April 28, 2006

Asia faces jobs crisis that could hit growth

Asia is heading towards an employment crisis that could lead to social breakdown and a rapid collapse in growth rates, the Asian Development Bank has warned.

“The outlines of an Asian employment crisis are already taking shape,” Ifzal Ali, the ADB’s chief economist, said in New Delhi. “Strong economic growth alone will not solve the [region’s] problem.”

The slow pace of job creation even in countries with relatively high growth rates has left 500m unemployed or underemployed in a region with a total labour force of 1.7bn. Another 245m are set to join the labour market over the next decade.

Mr Ali warned that unless economic activity became more inclusive, joblessness in the region would cause social instability, political strife, policymaking paralysis and capital flight.

In India, for example, we could step back from 7-8 per cent growth to 3-4 per cent growth very easily within five to six years if unemployment and underemployment is not addressed,” Mr Ali said at the launch of an ADB study of Asian labour markets.

While the newly industrialised economies of Hong Kong, South Korea and Singapore had succeeded in generating many “good jobs”, demanding high skills and wages, others, especially in south Asia, had failed.

Although the region has made progress in reducing poverty in the past two decades, almost 1.9bn Asians still survive on less than $2 a day, either unable to find work or earning too little when they do, the bank said.

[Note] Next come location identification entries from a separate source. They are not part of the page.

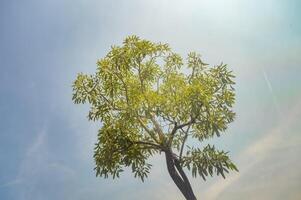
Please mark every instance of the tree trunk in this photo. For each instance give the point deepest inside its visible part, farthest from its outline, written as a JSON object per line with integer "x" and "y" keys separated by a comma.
{"x": 178, "y": 175}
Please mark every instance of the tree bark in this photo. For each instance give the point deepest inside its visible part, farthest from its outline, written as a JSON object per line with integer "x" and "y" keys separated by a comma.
{"x": 178, "y": 175}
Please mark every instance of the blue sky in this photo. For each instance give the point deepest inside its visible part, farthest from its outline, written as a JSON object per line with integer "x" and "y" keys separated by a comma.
{"x": 46, "y": 142}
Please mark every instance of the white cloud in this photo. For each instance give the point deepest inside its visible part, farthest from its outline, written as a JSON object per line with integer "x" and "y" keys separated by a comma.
{"x": 259, "y": 151}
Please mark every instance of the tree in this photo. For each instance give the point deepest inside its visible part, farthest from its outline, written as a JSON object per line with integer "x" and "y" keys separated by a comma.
{"x": 148, "y": 103}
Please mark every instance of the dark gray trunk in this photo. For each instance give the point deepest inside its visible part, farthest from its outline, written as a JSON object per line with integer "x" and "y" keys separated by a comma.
{"x": 178, "y": 176}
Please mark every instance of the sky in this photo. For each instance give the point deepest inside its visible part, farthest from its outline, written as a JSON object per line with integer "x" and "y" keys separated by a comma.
{"x": 46, "y": 142}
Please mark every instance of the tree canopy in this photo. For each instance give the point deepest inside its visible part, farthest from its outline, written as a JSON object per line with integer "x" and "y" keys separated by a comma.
{"x": 149, "y": 101}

The bank said a “huge global oversupply of labour” resulting from the growing integration of China, India and Russia with the world economy had led to a “race to the bottom” as companies pursued competitiveness with “often ideological zeal”.

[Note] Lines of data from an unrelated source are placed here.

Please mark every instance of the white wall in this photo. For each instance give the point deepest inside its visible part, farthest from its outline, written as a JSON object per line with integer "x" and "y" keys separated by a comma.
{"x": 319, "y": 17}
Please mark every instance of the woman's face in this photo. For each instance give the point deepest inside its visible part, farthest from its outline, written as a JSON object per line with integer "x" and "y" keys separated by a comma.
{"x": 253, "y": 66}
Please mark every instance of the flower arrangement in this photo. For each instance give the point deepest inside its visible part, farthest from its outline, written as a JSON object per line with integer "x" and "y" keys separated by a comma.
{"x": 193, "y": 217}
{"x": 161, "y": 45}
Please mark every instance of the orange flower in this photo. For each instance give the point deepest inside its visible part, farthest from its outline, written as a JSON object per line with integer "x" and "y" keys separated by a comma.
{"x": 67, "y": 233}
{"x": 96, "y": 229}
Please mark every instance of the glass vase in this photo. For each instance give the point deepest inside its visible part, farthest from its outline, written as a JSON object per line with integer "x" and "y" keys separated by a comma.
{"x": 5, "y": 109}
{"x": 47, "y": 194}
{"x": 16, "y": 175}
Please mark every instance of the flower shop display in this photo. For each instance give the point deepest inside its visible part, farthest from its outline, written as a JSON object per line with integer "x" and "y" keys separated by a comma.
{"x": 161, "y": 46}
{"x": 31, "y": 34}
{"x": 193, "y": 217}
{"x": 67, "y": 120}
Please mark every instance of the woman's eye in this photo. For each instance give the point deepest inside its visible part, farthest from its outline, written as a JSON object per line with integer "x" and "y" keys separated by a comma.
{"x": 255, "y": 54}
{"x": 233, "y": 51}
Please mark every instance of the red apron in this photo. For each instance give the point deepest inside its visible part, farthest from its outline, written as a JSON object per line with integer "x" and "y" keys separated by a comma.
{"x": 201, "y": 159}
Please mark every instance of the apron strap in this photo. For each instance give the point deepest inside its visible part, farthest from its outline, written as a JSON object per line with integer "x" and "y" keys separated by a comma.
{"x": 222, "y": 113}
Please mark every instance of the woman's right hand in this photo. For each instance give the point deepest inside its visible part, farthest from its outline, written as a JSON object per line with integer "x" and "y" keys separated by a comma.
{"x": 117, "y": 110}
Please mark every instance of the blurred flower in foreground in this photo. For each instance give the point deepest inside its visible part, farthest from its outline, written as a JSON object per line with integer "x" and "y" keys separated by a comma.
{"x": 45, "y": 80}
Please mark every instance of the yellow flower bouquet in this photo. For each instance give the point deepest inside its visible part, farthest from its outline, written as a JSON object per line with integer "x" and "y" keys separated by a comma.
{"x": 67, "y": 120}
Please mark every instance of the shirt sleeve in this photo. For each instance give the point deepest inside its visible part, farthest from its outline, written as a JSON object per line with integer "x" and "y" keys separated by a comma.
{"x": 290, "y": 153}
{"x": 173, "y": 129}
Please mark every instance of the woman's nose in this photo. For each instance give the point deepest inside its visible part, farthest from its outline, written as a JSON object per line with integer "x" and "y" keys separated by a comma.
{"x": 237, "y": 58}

“Asia’s success will sooner or later be eclipsed by the pressures of a huge ‘reserve army’ of unemployed and underemployed workers who are constantly driven to seek out employment at substandard wages in order to survive,” Mr Ali warned.

In China, it is getting harder to create jobs. In the 1980s, the ADB study calculates, it took a 3 per cent growth rate in China to induce a 1 per cent increase in employment, compared to the 8 per cent growth rate that was required to achieve the same result the following decade.

Employment growth rates have been especially disappointing in the formal sector, where production is more capital-intensive and workers have defined employment contracts that provide for decent working conditions and greater job security.

http://news.ft.com/cms/s/33b345be-d617-11da-8b3a-0000779e2340.html

Battle lines form over India jobs plan

The private sector is under intense pressure from the government to adopt more progressive recruitment policies towards socially disadvantaged groups: failure could result in caste quotas being imposed by administrative fiat. The outcome of the battle will have important ramifications for all doing business there.

In the first sign of the New Delhi government’s determination to change patterns of corporate recruitment, Arjun Singh, human resources minister, has proposed lifting to just under 49 per cent the proportion of places reserved for these groups at India’s elite publicly funded institutes of higher education, including the famous Indian Institutes of Technology. Such a shift would force corporate recruiters to follow suit or increase costly overseas recruitment.

On Wednesday police used watercannon against medical students protesting over the reservation of a further 27 per cent of places in higher education for so-called “other backward castes”, in addition to the 22.5 per cent already reserved for the “scheduled castes and scheduled tribes” that occupy the lowest rung in India’s social hierarchy.

Companies have been trenchant in their opposition, saying their competitiveness and flexibility would be at risk. Azim Premji, chairman and majority shareholder of Wipro, one of India’s leading information technology groups, has said there would be no way to make the policies work at his meritocratic software company, while Rahul Bajaj, the outspoken chairman of the Bajaj motorcycle empire, has threatened to take the government to court.

“We are aware of the disparities in society,” he says. “But that does not mean we have to bring in people who do not deserve to be brought in.”